Una catástrofe climática se extiende por más de la mitad del área agrícola argentina
Más de la mitad de la superficie productiva argentina está atravesando una catástrofe climática potenciada por una elevada presión impositiva, restricciones financieras y bajos precios de los granos, la leche y la hacienda.
La ganadería y la lechería están vegetando. La cosecha de trigo fracasó en buena parte de las regiones cerealeras. Los cultivos de maíz y de girasol fueron liquidados en muchas zonas productivas por la falta de agua. La última carta del ciclo 2008/09 se juega con una cosecha de soja buena que pueda venderse a precios aceptables. Si esa carta no sale, la crisis actual podría llegar a ser un grato recuerdo.
En todas las campañas existen sequías. Pero éstas por lo general están localizadas en zonas puntuales y finalmente el promedio nacional las termina compensando. El problema es que la crisis climática vigente es histórica porque se extiende sobre enormes áreas de muchas regiones vitales para la producción agrícola argentina.

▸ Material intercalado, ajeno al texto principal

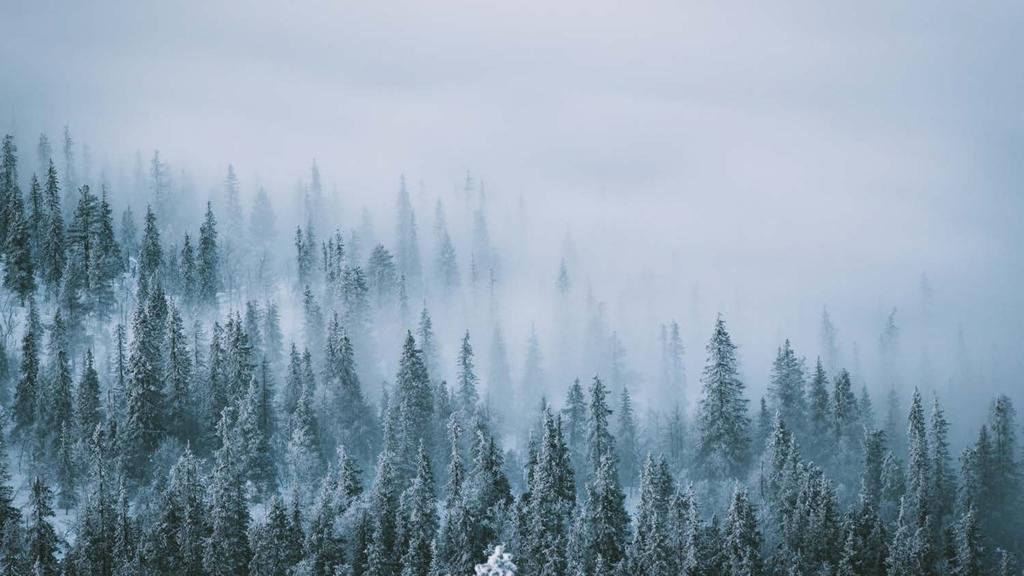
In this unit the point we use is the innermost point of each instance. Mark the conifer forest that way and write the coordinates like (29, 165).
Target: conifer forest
(519, 293)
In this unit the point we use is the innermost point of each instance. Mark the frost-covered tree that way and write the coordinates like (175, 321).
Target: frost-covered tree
(786, 386)
(42, 545)
(227, 551)
(628, 443)
(724, 442)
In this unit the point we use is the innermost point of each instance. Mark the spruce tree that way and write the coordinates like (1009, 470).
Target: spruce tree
(28, 391)
(42, 539)
(628, 442)
(87, 408)
(53, 241)
(269, 541)
(467, 391)
(151, 256)
(428, 345)
(179, 377)
(227, 551)
(786, 386)
(742, 538)
(57, 404)
(188, 274)
(969, 548)
(943, 480)
(606, 522)
(382, 553)
(208, 261)
(819, 412)
(412, 407)
(651, 549)
(303, 451)
(724, 443)
(920, 471)
(417, 521)
(144, 411)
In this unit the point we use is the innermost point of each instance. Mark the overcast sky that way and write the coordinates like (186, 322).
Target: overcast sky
(809, 153)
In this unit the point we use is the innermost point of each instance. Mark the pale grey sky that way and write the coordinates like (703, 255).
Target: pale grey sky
(799, 154)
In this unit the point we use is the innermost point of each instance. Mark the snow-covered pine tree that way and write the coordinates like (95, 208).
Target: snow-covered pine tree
(28, 389)
(499, 564)
(269, 542)
(723, 448)
(628, 442)
(468, 395)
(382, 553)
(227, 551)
(607, 524)
(42, 539)
(208, 261)
(417, 521)
(785, 388)
(742, 538)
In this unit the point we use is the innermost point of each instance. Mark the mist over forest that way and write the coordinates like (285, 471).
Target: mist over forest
(580, 290)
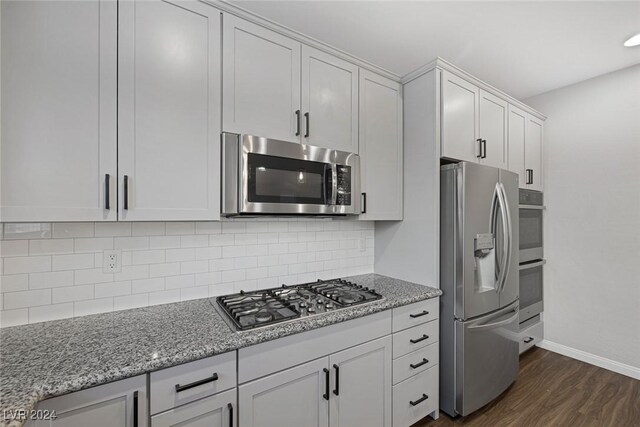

La crisis habita desde el sur de las provincias de Buenos Aires y La Pampa, atravesando las principales regiones bonaerenses, para luego trepar por toda la extensión de Entre Ríos, centro y norte de Santa Fe, Corrientes, Chaco, Formosa, Santiago del Estero y norte de Córdoba.
Entre Ríos
Fernando Selasco es un tambero de la localidad entrerriana de Nogoyá, donde las lluvias fueron insignificantes en el último año. Este año sembró 50 hectáreas de sorgo granífero (destinado a las vacas propias) y otras 100 hectáreas de soja.
“El sorgo viene sufriendo la falta de agua, mientras que las sojas aún no lograron cerrar el surco y sufren un ataque feroz de hormigas: ya les pasamos dos fumigadas y los insectos siguen apareciendo”, apunta Selasco.